I am feeling grateful for my partner today. So very grateful. So loving. So supportive. So funny. So talented. You are exactly what I asked for. It has been so wonderful spending the last couple of days with you. I am delighted with you.
My intentions are just to be today.
Affirmations: I get exactly what I want. Always.
It has been eons since I have blogged on gratitude. It is not that I haven’t been grateful. It is just that I have kept life very simple – paring it down to the must do’s on most days. I have missed the practice, however. Here it is…
Today I am grateful for the miraculous awakening of my mom from her coma, my caring a capable siblings, my caring and generous co-workers, some time to move my body and do some self-care, that in my beloved I have a true partner who offers support, love, and friendship, renewed faith in faith and prayer.
Today I intend to do whatever comes next.
Affirmations: I receive everything I ask for. I acknowledge this with humility and gratitude.
Wow! It feels good to post on this again!
Today I am grateful for all who helped out and showed up for my 10th Anniversary Shin Dig, for getting to hang out with and vent to Lisa Thornsberry and then Lori, and Sarah, and Erika, for feeling inspired to do some hypnosis classes, for getting my tax stuff together (though I was grouchy as all get out by the end), for feeling inspired to somehow make time to move my body more, for date night.
Tonight I intend to fight this sore throat feeling, to enjoy Mezze's and date night, rest and relax.
Affirmations: Miracles are just around the next bend.
Today I am grateful for a new day, relaxing with my beloved, meeting his ex-in-laws and being treated well by them, a yummy steak dinner, an opportunity to hang out in the house this weekend and putter, have some of the heaviness of mood lift, that Jeevan is so fond of me.
Tonight I intend to sleep well and deep, awaken rested.
I am open to spiritual awakening.
I expect miracles to happen.
Today I am choosing to be grateful for my job, my boyfriend, my dilemmas, my angst, my weight gain, my cough, my car, my apartment, friends who visit me from far away, friends to take care of me close by, my feelings of having no time for myself, for writing, or for doing nothing. I am grateful for gratitude, for the realization I just need to be grateful for everything that is without labeling it good or bad.
Tonight I intend to enjoy the closeness of my beloved, sleep well and deep, awakened refreshed, eat light.

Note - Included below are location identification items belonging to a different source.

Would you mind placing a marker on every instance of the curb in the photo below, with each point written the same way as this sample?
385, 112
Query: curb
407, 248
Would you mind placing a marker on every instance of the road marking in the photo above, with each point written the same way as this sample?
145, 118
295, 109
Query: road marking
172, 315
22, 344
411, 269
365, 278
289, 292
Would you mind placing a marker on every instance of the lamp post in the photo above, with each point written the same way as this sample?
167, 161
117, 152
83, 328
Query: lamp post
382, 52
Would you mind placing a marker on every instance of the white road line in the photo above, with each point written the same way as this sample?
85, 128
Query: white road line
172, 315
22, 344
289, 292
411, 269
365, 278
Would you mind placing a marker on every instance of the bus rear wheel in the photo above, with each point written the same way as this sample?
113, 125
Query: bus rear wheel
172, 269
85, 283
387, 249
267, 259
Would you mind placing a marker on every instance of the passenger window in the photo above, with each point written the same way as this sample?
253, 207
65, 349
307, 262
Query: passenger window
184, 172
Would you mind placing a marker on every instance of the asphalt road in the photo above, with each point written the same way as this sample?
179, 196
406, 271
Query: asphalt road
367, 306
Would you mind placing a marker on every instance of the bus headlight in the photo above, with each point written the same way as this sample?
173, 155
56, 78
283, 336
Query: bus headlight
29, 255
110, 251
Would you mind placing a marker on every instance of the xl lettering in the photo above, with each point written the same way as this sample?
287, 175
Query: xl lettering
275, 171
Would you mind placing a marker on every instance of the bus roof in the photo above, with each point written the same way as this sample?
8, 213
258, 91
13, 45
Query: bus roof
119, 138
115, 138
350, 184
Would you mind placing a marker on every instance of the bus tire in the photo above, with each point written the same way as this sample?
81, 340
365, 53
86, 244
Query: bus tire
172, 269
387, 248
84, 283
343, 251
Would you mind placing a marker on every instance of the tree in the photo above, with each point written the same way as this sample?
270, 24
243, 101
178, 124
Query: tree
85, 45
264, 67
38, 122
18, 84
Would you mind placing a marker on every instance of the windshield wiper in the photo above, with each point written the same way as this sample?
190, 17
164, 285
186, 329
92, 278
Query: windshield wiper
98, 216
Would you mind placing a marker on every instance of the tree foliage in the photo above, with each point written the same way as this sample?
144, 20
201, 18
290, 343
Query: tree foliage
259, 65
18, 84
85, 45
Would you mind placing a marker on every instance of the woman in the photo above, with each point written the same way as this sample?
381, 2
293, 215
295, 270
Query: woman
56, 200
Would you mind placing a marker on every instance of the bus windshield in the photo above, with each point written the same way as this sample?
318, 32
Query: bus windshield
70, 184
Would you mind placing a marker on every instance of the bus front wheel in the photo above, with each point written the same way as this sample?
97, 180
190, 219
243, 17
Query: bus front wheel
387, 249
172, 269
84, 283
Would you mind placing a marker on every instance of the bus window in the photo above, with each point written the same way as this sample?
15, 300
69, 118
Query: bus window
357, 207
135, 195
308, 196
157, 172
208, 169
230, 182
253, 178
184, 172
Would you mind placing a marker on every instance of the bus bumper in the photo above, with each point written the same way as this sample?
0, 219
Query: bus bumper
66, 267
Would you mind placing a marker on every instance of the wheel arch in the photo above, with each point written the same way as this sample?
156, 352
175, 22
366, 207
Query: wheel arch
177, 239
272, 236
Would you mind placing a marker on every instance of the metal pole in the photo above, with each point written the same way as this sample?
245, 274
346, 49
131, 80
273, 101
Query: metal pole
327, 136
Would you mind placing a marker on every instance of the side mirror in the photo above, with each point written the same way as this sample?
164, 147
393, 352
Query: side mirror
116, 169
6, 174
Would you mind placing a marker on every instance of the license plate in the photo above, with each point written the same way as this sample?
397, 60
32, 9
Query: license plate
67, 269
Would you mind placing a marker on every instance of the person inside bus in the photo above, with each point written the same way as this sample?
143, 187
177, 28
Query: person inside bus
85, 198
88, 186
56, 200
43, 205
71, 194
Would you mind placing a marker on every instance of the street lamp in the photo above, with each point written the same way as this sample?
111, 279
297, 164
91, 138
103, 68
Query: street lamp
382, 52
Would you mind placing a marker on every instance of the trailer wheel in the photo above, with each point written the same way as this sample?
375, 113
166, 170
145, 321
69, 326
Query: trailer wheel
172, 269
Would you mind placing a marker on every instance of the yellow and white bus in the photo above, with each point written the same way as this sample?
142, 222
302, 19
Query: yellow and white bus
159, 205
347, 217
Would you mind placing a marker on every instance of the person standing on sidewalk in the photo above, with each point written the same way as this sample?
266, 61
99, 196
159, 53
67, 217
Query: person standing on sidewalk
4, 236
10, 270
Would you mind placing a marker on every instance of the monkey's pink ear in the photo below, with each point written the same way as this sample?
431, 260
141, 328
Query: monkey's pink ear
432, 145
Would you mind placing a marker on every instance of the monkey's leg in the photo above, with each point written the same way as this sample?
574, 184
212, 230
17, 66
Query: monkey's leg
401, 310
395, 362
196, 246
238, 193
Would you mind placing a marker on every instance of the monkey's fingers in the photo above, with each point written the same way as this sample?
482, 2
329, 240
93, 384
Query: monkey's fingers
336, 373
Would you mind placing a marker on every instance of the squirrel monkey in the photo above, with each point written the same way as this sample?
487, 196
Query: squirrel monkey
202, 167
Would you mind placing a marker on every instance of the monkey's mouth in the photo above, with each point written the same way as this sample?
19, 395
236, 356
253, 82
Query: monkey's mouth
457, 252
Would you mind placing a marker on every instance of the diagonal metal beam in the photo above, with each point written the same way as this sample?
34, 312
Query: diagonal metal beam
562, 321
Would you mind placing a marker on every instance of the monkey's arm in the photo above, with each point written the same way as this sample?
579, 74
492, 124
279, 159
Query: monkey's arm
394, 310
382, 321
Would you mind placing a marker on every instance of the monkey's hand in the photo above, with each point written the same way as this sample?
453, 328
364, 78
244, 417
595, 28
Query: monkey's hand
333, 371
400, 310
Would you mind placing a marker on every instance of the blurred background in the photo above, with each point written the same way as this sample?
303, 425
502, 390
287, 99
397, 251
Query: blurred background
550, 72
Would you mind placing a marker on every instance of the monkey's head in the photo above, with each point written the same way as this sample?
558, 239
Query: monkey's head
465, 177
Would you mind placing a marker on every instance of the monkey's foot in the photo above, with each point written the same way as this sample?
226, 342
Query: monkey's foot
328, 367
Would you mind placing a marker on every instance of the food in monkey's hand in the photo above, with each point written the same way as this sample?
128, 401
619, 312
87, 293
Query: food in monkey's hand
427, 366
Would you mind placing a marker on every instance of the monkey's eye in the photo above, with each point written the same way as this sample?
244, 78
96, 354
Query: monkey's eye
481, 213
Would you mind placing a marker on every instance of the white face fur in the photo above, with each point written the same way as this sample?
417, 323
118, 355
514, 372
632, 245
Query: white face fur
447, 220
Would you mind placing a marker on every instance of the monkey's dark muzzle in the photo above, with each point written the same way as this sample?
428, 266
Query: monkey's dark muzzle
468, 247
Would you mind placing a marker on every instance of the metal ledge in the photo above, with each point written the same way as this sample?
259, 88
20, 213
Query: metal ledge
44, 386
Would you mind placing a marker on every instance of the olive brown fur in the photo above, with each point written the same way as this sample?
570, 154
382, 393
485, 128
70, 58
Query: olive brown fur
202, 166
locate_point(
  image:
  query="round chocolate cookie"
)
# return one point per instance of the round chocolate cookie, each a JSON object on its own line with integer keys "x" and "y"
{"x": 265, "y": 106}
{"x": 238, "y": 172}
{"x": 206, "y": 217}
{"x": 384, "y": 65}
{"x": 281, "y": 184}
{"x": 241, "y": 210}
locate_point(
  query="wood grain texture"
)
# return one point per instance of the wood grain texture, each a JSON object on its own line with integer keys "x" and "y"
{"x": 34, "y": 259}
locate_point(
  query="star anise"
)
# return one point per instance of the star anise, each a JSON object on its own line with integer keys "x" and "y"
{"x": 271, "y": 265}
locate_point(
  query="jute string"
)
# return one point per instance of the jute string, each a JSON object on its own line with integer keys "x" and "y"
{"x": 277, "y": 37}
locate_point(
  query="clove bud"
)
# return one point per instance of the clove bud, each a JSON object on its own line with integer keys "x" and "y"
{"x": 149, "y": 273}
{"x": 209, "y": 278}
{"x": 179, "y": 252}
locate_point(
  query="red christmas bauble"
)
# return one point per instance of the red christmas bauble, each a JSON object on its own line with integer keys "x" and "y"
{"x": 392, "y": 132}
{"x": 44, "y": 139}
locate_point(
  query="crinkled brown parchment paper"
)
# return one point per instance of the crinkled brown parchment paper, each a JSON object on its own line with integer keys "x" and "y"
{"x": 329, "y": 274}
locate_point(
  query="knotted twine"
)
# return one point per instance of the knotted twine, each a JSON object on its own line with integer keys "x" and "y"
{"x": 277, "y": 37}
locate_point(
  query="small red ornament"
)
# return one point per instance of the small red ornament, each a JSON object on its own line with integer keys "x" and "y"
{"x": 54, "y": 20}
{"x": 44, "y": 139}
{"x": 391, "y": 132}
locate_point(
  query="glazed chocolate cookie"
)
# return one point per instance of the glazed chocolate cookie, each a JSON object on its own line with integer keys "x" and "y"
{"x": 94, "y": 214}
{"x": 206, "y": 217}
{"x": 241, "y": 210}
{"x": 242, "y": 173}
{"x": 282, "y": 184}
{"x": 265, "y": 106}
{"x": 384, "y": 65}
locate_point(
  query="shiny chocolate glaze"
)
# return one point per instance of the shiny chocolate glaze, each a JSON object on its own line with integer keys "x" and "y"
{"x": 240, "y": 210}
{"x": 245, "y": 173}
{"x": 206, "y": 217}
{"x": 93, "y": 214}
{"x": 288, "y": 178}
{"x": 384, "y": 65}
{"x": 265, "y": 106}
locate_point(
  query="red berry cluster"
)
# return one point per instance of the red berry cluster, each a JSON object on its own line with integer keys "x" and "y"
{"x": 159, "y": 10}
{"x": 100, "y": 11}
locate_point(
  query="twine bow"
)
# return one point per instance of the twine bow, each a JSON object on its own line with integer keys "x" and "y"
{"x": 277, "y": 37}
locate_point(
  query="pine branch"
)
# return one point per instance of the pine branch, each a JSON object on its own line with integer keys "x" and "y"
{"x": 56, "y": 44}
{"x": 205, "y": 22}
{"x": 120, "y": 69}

I go my best and let God take care of the rest.
I am not alone.
Everything will resolve the way it needs to.
I place all that I cannot control in God's hands.
Today I am grateful for the helpful people at CE Broker, getting many of my courses listed, finding out that I can offer CEs for the Thai course that Barry teaches, spending time with Christina, getting my notes almost done, the beautiful meal at Mezze's, running into Shannon and Sean, feeling so very loved and supported by my beautiful boyfriend.
Today I intend to be fully present for John, enjoy the Thai course, enjoy Bridget's company tonight.
I can do all things through Christ-consciousness which strengthens me.
Nothing is on my plate that I can't handle.
I deserve the love that I am experiencing and I receive it easily and willingly.
Today I am grateful for a great weekend celebrating Barry's birthday, the wonderful massage from Taos yesterday that makes me realize I need that more often, being able to share the Pema Chodron CD with Barry and growing spiritually together, understanding more fully the concept of shenpa and how it plays out in my life, feeling like I got a little break from the full tilt speed of my life, for friendships that endure over time.
today I intend to refrain from returning to full speed doing but to ease back into "real life", to be aware of shenpa and refrain from scratching, to do what can be done with ease and peace.
Affirmations: I can remain calm and peaceful regardless of the chaos around me and others' demands.
Today I am grateful for Barry being born 51 years ago, his mama teaching him how to cook, that our worlds collided in June 2012, for time to just hang out together this weekend, for the Pema Chodron CD that put a name to something I have been wondering about for years.
Today I intend to teach great yoga, enjoy the rest of my day hanging out with Barry and getting our massages, let go of my week – and many weeks – of too much work.
Affirmations: All is as it should be.
Today I am grateful for no more UTI or crazy stomach bloating, having new eyes on the creative programming at LRY, having an interested partner who actively protects me from myself (keeping me from over-committing, over-extending), old friends who I have gotten to see lately – Anne Gamache, Pamela Kokott, Bev Sturm, and tomorrow Chrissy May, all reminding me of who I am, girls nights, Christina Package and her willingness to organize girls nights.
Today I intend to keep my blood sugar steady and happy, be effective and efficient, give Colleen a check, enjoy girls night.
I have more than enough time, energy, and resources to be peaceful, successful, and happy.
I am loved deeply and gently. I love deeply and gently.
I always remember who I am.
Today I intend to do my best work, enjoy it, enjoy my lunch with Pam, get online to pay my sales tax.
Affirmations: I let myself be light, illuminating all that is around me. I let myself be light, creating space for joy to fill me and eminate from my being.